Deyanira Vásquez, 34, traveled with her family from Caracas to visit the monument for the first time, but not all her relatives were able to go all the way up to the top of the hill.

“It really is something beautiful and the view, although it is cloudy today, is impressive,” she said. “It is a shame that my grandmother was not able to go up.”

A civil association was responsible for the complex’s maintenance until six months ago, when the Trujillo state government took control of the venue.

“On November 20, 2009 the Virgen de la Paz civil association transferred the Monument of Peace to the Trujillo government,” Alexander Ramírez, attorney general of the state of Trujillo, told the government-run newspaper Correo del Orinoco.

But it hasn’t been a smooth transition, Rodríguez said.

“The current management put up new posters, but with wrong dates, height [of the monument] and other details that we have to correct when visitors ask,” Rodríguez said, adding the “elevator hasn’t worked in years” and the bathrooms are not in the best condition for public use.

Ramírez said the city government plans to invest $32 million bolívares (US$7.4 million) to renovate the park surrounding the monument, in addition to building a “three-star hotel with a capacity of 60 beds” to attract more visitors, according to Correo del Orinoco.
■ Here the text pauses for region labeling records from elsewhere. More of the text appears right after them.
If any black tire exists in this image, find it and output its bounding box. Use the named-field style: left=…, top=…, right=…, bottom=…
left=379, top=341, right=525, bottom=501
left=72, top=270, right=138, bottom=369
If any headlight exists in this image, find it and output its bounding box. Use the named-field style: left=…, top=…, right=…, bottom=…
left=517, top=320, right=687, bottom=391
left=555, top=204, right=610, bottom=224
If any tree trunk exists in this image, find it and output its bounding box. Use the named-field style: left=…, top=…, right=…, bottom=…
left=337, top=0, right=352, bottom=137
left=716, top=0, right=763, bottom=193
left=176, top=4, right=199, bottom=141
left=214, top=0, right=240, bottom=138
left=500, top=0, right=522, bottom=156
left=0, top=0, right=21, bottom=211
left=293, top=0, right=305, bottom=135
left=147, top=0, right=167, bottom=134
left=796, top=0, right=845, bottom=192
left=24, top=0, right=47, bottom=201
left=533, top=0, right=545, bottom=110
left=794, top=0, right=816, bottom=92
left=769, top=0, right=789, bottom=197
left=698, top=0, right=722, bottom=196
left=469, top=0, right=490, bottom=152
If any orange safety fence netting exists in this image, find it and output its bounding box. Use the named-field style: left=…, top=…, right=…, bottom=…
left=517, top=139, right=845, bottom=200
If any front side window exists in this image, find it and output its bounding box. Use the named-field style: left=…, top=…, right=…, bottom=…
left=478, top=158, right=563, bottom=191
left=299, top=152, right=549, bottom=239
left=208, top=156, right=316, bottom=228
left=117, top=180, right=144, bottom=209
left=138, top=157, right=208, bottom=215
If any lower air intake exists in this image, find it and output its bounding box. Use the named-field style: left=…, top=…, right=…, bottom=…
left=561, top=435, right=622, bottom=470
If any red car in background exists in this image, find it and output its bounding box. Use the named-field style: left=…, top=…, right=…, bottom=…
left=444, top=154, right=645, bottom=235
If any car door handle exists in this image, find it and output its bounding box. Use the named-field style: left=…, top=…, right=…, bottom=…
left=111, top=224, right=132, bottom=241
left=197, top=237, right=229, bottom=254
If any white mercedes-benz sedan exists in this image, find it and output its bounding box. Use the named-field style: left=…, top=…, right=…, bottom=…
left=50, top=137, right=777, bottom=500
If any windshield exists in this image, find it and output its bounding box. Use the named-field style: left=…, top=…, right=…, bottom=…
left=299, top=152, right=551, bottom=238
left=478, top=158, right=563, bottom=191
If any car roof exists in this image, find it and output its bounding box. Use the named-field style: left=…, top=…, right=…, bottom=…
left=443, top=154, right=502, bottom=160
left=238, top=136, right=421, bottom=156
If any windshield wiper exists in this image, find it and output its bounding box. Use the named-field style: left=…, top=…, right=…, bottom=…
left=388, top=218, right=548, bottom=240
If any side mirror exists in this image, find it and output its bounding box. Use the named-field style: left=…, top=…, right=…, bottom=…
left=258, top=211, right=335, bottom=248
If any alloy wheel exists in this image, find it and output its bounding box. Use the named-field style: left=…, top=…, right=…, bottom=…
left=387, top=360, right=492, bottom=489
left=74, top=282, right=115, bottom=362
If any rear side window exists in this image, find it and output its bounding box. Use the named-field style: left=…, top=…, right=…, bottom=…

Víctor Rincón, a Trujillo resident who also recently visited the monument for the first time, said it’s “surprising that we have something so important in our state and we don’t take care of it properly. Still, the gardens are beautiful and the swings (in the children’s play area) are in good condition.”

Ana María and Letty Suárez woke up early to travel from the Midwestern state of Lara to thank the Virgin for answering one of their prayers.

“The monument is clean and they take care of the parks,” Ana María said, “but the bathrooms need to be renovated.”